Nabatov’s piano trio, the makeup of which represents a variation on the classical piano trio, includes Gareth Lubbe on viola and Ben Davis on cello. The music is influenced by classical textures and interplay, but includes improvisation as well. The trio’s dual personality reflects Nabatov’s own musical background; born in Moscow in 1959, he studied at the Moscow Conservatory and then, after emigrating to the US in 1979, at Juilliard. His interests had turned to jazz by then, and he began to get deeply involved with that music. In fact, earlier this year Nabatov put out a Bandcamp release of his solo performances of several jazz classics that have been in his repertoire for years, aptly titled Tunes I Still Play.
Situations integrates both halves of its musical equation through the intelligent combination of directly lyrical playing and some of the more abstract, sound-based performance techniques associated with contemporary classical music.
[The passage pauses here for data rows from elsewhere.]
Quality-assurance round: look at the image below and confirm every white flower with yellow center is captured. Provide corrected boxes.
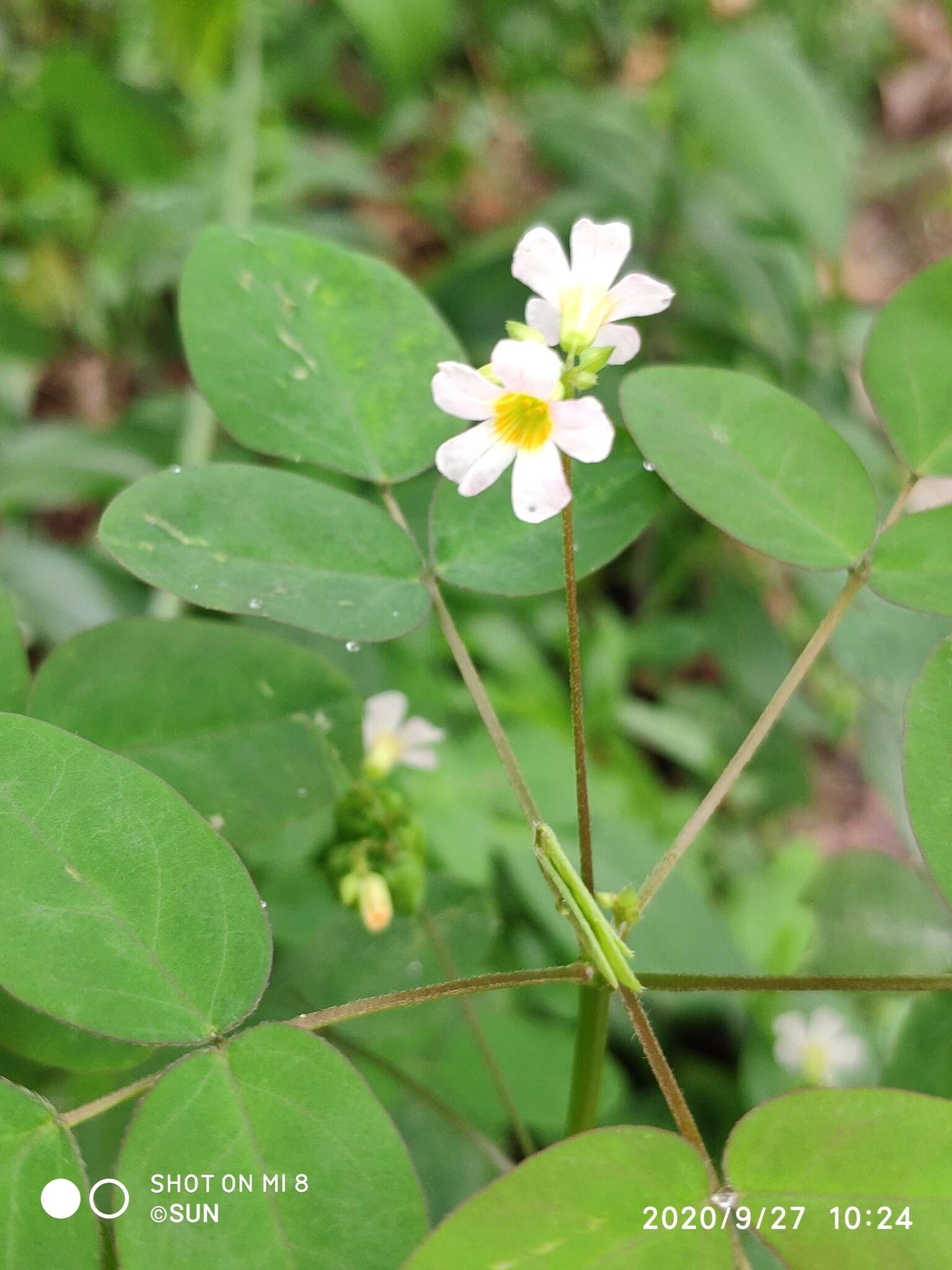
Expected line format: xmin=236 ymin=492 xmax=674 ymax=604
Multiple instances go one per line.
xmin=773 ymin=1006 xmax=866 ymax=1085
xmin=363 ymin=691 xmax=446 ymax=779
xmin=433 ymin=339 xmax=614 ymax=525
xmin=513 ymin=217 xmax=674 ymax=366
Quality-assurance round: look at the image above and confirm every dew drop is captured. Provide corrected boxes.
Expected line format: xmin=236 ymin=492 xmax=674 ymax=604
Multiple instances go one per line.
xmin=711 ymin=1186 xmax=738 ymax=1212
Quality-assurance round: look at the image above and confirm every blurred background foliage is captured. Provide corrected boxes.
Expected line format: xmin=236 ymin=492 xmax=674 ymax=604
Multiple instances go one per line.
xmin=0 ymin=0 xmax=952 ymax=1224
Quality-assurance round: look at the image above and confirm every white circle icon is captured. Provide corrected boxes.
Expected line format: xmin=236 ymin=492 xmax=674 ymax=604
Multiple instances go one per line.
xmin=39 ymin=1177 xmax=82 ymax=1218
xmin=89 ymin=1177 xmax=130 ymax=1222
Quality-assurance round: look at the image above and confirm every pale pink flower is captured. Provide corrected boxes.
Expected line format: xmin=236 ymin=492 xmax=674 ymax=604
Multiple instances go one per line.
xmin=363 ymin=691 xmax=446 ymax=779
xmin=433 ymin=339 xmax=614 ymax=525
xmin=773 ymin=1006 xmax=866 ymax=1085
xmin=513 ymin=217 xmax=674 ymax=366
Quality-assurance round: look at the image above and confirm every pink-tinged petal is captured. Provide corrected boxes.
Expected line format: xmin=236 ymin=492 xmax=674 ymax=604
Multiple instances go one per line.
xmin=596 ymin=321 xmax=641 ymax=366
xmin=437 ymin=423 xmax=496 ymax=482
xmin=490 ymin=339 xmax=562 ymax=401
xmin=400 ymin=715 xmax=446 ymax=749
xmin=433 ymin=362 xmax=500 ymax=419
xmin=526 ymin=296 xmax=562 ymax=344
xmin=513 ymin=441 xmax=573 ymax=525
xmin=571 ymin=223 xmax=631 ymax=291
xmin=363 ymin=690 xmax=407 ymax=749
xmin=459 ymin=441 xmax=515 ymax=498
xmin=550 ymin=397 xmax=614 ymax=464
xmin=513 ymin=224 xmax=569 ymax=305
xmin=608 ymin=273 xmax=674 ymax=321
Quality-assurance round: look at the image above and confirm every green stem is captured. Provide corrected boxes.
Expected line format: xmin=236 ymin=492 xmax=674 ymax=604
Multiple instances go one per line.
xmin=565 ymin=985 xmax=612 ymax=1138
xmin=638 ymin=476 xmax=917 ymax=912
xmin=421 ymin=909 xmax=536 ymax=1157
xmin=288 ymin=964 xmax=591 ymax=1031
xmin=381 ymin=485 xmax=542 ymax=833
xmin=151 ymin=0 xmax=262 ymax=618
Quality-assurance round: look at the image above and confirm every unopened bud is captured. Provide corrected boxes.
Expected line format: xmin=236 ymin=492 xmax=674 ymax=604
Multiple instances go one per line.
xmin=358 ymin=874 xmax=394 ymax=935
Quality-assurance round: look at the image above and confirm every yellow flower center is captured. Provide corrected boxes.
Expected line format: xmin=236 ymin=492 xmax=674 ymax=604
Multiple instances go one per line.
xmin=494 ymin=393 xmax=552 ymax=450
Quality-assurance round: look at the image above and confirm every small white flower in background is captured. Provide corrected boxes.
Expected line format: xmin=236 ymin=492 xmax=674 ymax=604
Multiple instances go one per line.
xmin=433 ymin=339 xmax=614 ymax=525
xmin=513 ymin=217 xmax=674 ymax=366
xmin=363 ymin=692 xmax=446 ymax=779
xmin=773 ymin=1006 xmax=866 ymax=1085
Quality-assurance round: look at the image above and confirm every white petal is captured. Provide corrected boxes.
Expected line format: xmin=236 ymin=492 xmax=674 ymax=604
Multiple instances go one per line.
xmin=550 ymin=397 xmax=614 ymax=464
xmin=608 ymin=273 xmax=674 ymax=321
xmin=491 ymin=339 xmax=562 ymax=401
xmin=363 ymin=690 xmax=407 ymax=749
xmin=513 ymin=224 xmax=569 ymax=305
xmin=400 ymin=749 xmax=439 ymax=772
xmin=526 ymin=296 xmax=562 ymax=344
xmin=513 ymin=441 xmax=573 ymax=525
xmin=433 ymin=362 xmax=500 ymax=419
xmin=400 ymin=715 xmax=446 ymax=749
xmin=571 ymin=223 xmax=631 ymax=291
xmin=459 ymin=441 xmax=515 ymax=498
xmin=806 ymin=1006 xmax=845 ymax=1044
xmin=435 ymin=423 xmax=496 ymax=481
xmin=596 ymin=321 xmax=641 ymax=366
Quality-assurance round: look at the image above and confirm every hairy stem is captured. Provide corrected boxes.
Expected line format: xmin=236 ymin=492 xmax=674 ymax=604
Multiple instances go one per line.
xmin=638 ymin=476 xmax=915 ymax=912
xmin=381 ymin=485 xmax=542 ymax=830
xmin=288 ymin=962 xmax=591 ymax=1031
xmin=60 ymin=1072 xmax=155 ymax=1129
xmin=332 ymin=1032 xmax=515 ymax=1173
xmin=565 ymin=987 xmax=612 ymax=1138
xmin=423 ymin=910 xmax=536 ymax=1157
xmin=618 ymin=988 xmax=721 ymax=1190
xmin=562 ymin=455 xmax=596 ymax=890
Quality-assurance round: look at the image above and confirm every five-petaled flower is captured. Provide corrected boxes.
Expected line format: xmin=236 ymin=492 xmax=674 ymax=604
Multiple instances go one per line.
xmin=513 ymin=217 xmax=674 ymax=366
xmin=363 ymin=691 xmax=446 ymax=779
xmin=773 ymin=1006 xmax=866 ymax=1085
xmin=433 ymin=339 xmax=614 ymax=525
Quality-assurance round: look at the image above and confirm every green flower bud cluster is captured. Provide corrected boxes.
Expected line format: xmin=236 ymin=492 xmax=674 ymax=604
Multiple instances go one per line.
xmin=321 ymin=781 xmax=426 ymax=931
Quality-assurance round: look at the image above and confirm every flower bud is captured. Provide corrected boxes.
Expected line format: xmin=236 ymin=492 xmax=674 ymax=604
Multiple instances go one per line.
xmin=358 ymin=874 xmax=394 ymax=935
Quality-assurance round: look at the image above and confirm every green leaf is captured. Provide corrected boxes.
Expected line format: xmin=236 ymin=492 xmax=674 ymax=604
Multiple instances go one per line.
xmin=99 ymin=464 xmax=429 ymax=640
xmin=406 ymin=1126 xmax=731 ymax=1270
xmin=725 ymin=1090 xmax=952 ymax=1270
xmin=809 ymin=851 xmax=952 ymax=974
xmin=115 ymin=1024 xmax=426 ymax=1270
xmin=0 ymin=589 xmax=29 ymax=710
xmin=904 ymin=639 xmax=952 ymax=900
xmin=870 ymin=507 xmax=952 ymax=617
xmin=338 ymin=0 xmax=456 ymax=84
xmin=882 ymin=992 xmax=952 ymax=1099
xmin=430 ymin=434 xmax=664 ymax=596
xmin=863 ymin=257 xmax=952 ymax=476
xmin=30 ymin=617 xmax=363 ymax=847
xmin=0 ymin=1080 xmax=99 ymax=1270
xmin=620 ymin=367 xmax=876 ymax=569
xmin=0 ymin=989 xmax=150 ymax=1072
xmin=678 ymin=23 xmax=858 ymax=254
xmin=0 ymin=715 xmax=270 ymax=1042
xmin=182 ymin=229 xmax=461 ymax=481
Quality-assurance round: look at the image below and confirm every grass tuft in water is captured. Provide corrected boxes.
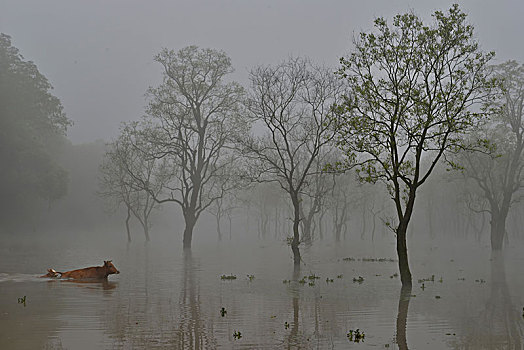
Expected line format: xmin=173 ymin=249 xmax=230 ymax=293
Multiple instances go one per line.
xmin=220 ymin=274 xmax=237 ymax=281
xmin=347 ymin=328 xmax=366 ymax=343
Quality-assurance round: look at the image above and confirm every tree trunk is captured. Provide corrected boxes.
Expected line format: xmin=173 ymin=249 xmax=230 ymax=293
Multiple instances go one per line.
xmin=291 ymin=194 xmax=300 ymax=265
xmin=396 ymin=285 xmax=411 ymax=350
xmin=144 ymin=217 xmax=149 ymax=242
xmin=397 ymin=220 xmax=411 ymax=286
xmin=183 ymin=209 xmax=196 ymax=249
xmin=491 ymin=212 xmax=508 ymax=251
xmin=126 ymin=207 xmax=131 ymax=242
xmin=215 ymin=213 xmax=222 ymax=241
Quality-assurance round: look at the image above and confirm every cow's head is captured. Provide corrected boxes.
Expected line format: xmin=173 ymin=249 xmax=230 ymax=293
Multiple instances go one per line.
xmin=104 ymin=260 xmax=120 ymax=275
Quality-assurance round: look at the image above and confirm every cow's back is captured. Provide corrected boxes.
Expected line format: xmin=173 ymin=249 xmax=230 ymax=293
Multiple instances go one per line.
xmin=62 ymin=267 xmax=107 ymax=279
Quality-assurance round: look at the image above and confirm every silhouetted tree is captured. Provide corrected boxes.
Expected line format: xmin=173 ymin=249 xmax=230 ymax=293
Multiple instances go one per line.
xmin=99 ymin=123 xmax=168 ymax=241
xmin=140 ymin=46 xmax=247 ymax=248
xmin=337 ymin=5 xmax=494 ymax=284
xmin=244 ymin=58 xmax=340 ymax=264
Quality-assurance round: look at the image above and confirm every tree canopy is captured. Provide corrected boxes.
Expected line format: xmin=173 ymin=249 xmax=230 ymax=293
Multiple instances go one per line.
xmin=336 ymin=5 xmax=495 ymax=284
xmin=0 ymin=34 xmax=71 ymax=227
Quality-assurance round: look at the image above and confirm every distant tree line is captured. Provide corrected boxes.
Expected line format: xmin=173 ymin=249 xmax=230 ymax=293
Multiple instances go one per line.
xmin=0 ymin=5 xmax=524 ymax=286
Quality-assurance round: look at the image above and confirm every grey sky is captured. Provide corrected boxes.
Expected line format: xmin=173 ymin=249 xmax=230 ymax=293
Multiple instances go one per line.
xmin=0 ymin=0 xmax=524 ymax=143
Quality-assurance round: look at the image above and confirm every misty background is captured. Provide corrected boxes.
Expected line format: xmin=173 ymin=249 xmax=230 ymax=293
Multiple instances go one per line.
xmin=0 ymin=0 xmax=524 ymax=241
The opening track, for example, features a background of borderline unpitched, feedback-like playing from Lubbe and Davis, which serves to frame Nabatov’s expressive chromaticism. Sunrise Twice again has the strings as a framing device, but this time they play sustained chords that microtonally drift in and out of concordance while the piano plays a Lydian-flavored line that itself becomes more dissonant as the piece develops. Rhythm and motion bind together these otherwise often very different performances; even when explicit rhythms dissolve into the ebb and flow of pulse or rubato phrasing, the music maintains its sense of movement.

Live in Lisbon was recorded at the Jazz em Agosto Festival in Lisbon in August, 2016; with the exception of the fourth track, it represents a live performance of the group’s eponymous 2015 album. The group’s music, most of which was collectively composed or improvised, provides an angular setting for poetry by Arthur Rimbaud (in English translation) and the Serbian-American poet Charles Simic. Z-Country Paradise ground their playing in a hard-driving rock that veers off into noise, electrified free improvisation and punk-inflected anarchy, with a focus on the off-center charisma of Kuljić’s fully-invested recitation. Matching poetry to music is an extremely difficult thing to do effectively, but Z-Country Paradise succeed; their incendiary sonic explorations perfectly complement Rimbaud’s hallucinatory language and Simic’s starkly surreal imagery.